Por isso o sangue que ela bebe. Ela bebe o sangue para se manter jovem e bela.

—E o sangue?

—O sangue é a vida. Preciso dele para me manter jovem e linda para sempre.

—Quantos anos tem?

—17.

—E a quanto tempo tem 17 anos?

—Á dois mil anos.

—Uau! Isso é muito tempo.

—Com certeza.

—E como era antes? Quer dizer antes do sistema de facções.

—Era incrível. Claro que havia uma divisão, mas as pessoas podiam escolher o que fazer sozinhas, sem testes e podiam mudar de ramo e de profissão se quisessem. Por exemplo, eu já fui médica, enfermeira, secretária, garçonete, camareira, criada, dama de companhia, faxineira, cozinheira, costureira, mãe, babá e até comerciante.

—E porque escolheu a audácia?

—Porque é algo diferente de tudo o que eu já fiz. E a vantagem de se ser imortal é que sobra tempo para experimentar coisas novas.

—Você teve filhos?

—Sim. O nome dele era Heitor.

—O que aconteceu com ele?

—Ele morreu. Obviamente.

—Então...

—Apenas eu sou imortal, meu filho não era.

—E você nasceu assim?

—Isso é história para outra hora. Mas, ainda tenho descendentes vivos.

—E quem são?

—Três garotas. Uma mortal e duas imortais.

—Isso é tipo um gene?

—Não. Uma das imortais foi transformada e a outra nasceu híbrida e imortal.

—Híbrida?

—Metade vampira, metade bruxa.

—Vampira? É o que você é?

—Não. Ser vampiro implica em infertilidade, ter presas e queimar ao sol. Nada disso acontece comigo.

—Então pode ter filhos?

—Claro.

—E o que sairia de você?

—Uma criança mortal. Agora, se ela se tornará imortal é impossível saber.

—Porque?

—Porque eu nunca tive um filho sendo imortal.

—Mas...

—Quando eu tive Heitor eu era apenas uma humana não sobrenatural.

—Então nasceu humana?

—Sim.

Ela era incrível. Fascinante e intrigante ao mesmo tempo.

Nem consigo imaginar o tanto de conhecimento que ela detém. Eu tenho tantas perguntas, tanta sede de conhecimento.

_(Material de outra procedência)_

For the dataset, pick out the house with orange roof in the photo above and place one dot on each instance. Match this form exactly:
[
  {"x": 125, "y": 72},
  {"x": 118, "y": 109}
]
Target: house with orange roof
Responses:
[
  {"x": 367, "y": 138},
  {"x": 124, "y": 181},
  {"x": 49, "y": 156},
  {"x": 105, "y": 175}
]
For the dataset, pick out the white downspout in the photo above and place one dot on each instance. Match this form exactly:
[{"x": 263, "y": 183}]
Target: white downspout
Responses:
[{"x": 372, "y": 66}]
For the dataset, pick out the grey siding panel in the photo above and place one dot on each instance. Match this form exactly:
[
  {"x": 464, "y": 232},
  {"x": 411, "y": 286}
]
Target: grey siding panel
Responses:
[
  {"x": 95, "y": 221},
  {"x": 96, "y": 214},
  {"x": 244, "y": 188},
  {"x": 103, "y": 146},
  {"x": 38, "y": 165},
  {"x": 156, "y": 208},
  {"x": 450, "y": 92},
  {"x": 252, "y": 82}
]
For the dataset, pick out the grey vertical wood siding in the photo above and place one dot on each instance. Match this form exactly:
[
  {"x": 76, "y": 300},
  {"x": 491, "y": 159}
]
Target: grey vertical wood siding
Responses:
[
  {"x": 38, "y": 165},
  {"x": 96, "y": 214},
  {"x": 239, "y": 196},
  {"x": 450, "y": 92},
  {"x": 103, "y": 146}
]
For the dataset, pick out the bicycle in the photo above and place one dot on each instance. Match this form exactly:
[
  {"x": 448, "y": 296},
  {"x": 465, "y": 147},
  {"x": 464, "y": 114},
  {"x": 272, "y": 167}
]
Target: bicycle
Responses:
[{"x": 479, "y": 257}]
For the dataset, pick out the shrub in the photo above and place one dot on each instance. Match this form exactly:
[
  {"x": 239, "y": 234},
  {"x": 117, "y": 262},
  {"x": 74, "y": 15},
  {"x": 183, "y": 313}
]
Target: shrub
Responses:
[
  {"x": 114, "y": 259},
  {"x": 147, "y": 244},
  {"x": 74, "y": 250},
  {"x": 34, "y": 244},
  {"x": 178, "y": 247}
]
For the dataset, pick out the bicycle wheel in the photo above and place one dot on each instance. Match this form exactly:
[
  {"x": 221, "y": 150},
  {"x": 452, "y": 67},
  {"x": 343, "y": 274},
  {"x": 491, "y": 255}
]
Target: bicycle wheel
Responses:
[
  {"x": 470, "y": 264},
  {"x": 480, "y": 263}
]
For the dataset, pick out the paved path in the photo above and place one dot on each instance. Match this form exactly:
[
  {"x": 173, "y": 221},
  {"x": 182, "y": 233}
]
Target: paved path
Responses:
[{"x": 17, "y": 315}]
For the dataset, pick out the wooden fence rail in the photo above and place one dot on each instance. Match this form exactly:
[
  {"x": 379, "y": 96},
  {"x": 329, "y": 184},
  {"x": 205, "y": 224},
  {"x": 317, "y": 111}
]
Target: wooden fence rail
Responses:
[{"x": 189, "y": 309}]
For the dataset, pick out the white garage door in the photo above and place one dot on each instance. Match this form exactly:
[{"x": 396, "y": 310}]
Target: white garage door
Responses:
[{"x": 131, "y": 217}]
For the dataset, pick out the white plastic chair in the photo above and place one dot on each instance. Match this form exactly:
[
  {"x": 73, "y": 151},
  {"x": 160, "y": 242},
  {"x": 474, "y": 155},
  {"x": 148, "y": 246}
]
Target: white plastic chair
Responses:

Quero muito saber o que ela sabe, ver o que ela viu, conhecer o que ela conheceu. Amara viu mudanças acontecerem no mundo, ela testemunhou em primeira mão todos os eventos descritos nos livros de história.

Ela é praticamente um museu que vive e respira.

Amara aprende numa velocidade incrivelmente rápida, a rotina da audácia já ficou fácil pra ela e os novatos estão a apenas uma semana na facção. As pessoas normais levam pelo menos um mês para se readaptar, principalmente os transferidos.

—Como consegue?

—Eu já fiz parte do exército. Das forças armadas, da marinha e do FBI.

—O que é a marinha?

—A marinha era uma instituição militar do governo que cuidava da segurança marítima e travava batalhas em alto-mar.

—E o FBI?

—Era uma unidade de polícia do Departamento de Justiça dos Estados Unidos, apenas os melhores dos melhores eram contratados. Eles eram o alto escalão das forças de segurança do mundo.